From the quote from Wikipedia, does "address translations" here mean the translation from virtual memory address to physical memory address?

Vector processors take this concept one step further. Instead of pipelining just the instructions, they also pipeline the data itself. The processor is fed instructions that say not just to add A to B, but to add all of the numbers "from here to here" to all of the numbers "from there to there". Instead of constantly having to decode instructions and then fetch the data needed to complete them, the processor reads a single instruction from memory, and it is simply implied in the definition of the instruction itself that the instruction will operate again on another item of data, at an address one increment larger than the last. This allows for significant savings in decoding time.

To illustrate what a difference this can make, consider the simple task of adding two groups of 10 numbers together. In a normal programming language one would write a "loop" that picked up each of the pairs of numbers in turn, and then added them. To the CPU, this would look something like this:

execute this loop 10 times
  read the next instruction and decode it
  fetch this number
  fetch that number
  add them
  put the result here
end loop

But to a vector processor, this task looks considerably different:

read instruction and decode it
fetch these 10 numbers
fetch those 10 numbers
add them
put the results here

There are several savings inherent in this approach.

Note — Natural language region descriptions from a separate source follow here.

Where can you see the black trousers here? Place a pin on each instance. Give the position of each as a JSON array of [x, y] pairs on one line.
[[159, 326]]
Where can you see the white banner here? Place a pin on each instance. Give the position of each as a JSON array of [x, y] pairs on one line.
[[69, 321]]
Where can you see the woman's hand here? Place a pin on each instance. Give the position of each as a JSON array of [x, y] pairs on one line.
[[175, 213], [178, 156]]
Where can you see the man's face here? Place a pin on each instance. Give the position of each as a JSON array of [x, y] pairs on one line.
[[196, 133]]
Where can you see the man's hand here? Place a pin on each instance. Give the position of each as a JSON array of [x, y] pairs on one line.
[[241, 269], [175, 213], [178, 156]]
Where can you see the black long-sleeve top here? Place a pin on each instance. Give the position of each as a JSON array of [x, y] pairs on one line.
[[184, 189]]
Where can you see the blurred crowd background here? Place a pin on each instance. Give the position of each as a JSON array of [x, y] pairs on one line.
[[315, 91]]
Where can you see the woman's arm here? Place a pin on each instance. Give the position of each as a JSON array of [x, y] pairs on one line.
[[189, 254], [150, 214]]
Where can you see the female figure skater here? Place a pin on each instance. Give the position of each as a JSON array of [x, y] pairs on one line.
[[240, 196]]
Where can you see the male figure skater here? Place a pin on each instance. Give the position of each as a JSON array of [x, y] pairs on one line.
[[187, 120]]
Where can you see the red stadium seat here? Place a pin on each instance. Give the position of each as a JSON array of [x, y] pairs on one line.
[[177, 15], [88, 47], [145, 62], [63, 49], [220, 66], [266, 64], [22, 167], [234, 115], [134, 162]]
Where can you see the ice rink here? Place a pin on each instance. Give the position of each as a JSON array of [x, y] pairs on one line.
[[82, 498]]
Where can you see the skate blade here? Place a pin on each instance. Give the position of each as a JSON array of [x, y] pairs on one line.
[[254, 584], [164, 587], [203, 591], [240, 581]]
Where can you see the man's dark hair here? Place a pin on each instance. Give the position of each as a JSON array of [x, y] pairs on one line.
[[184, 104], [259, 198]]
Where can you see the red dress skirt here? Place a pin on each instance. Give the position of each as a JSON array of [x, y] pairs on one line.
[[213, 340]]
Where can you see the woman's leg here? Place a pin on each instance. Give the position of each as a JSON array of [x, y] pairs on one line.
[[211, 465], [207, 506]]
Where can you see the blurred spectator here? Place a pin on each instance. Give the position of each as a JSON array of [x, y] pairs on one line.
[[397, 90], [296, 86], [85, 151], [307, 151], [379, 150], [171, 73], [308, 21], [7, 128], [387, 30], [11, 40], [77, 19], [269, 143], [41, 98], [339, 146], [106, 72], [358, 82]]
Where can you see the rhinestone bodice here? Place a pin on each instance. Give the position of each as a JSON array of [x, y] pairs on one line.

For one, only two address translations are needed. Depending on the architecture, this can represent a significant savings by itself. Another saving is fetching and decoding the instruction itself, which has to be done only one time instead of ten. The code itself is also smaller, which can lead to more efficient memory use.


1 Answer 1


Short answer: yes.

Long answer for the benefit of those who might not be familiar with the guts of a CPU:

In a modern architecture such as amd64, the CPU needs to take a virtual address that is basically an offset into a process's address space and map it into the raw (physical) address space - this is likely what you meant by virtual memory (not swap space).

This distinction is done both to simplify program code and to insulate userspace programs from each other. Back in the DOS days one rogue program could crash the whole operating system. Modern operating systems and CPUs prevent this by giving each program its own virtual sandbox to play in and closely guarding shared resources such as memory, hard disk, the network interface, etc.

  • Let's be more specific: this has nothing to do with CPU architecture and everything to do with the OS. The OS is responsible for managing virtual address translations (which may be hardware-assisted once configured). All CPUs can execute in a mode which permits direct access to physical memory - otherwise you could never boot up the OS needed to map those virtual pages.
    – nneonneo
    Feb 21, 2015 at 23:32
  • @nneonneo correct, modern desktop CPUs have multiple modes they can run in. However, protected mode is by far the most common for the reasons I outlined. I am not describing a theoretical issue but a practical one.
    – user22815
    Feb 21, 2015 at 23:33
  • You made it about the CPU architecture. I want to make it clear that this is not about the CPU architecture. It's about the OS. (Note that "protected mode" is a term very specific to x86-derived architectures; ARM, for example, has no such concept.)
    – nneonneo
    Feb 21, 2015 at 23:35
  • @nneonneo then what is the function of a MMU? If this is about the OS, why is the question talking about CPU instructions and pipelining?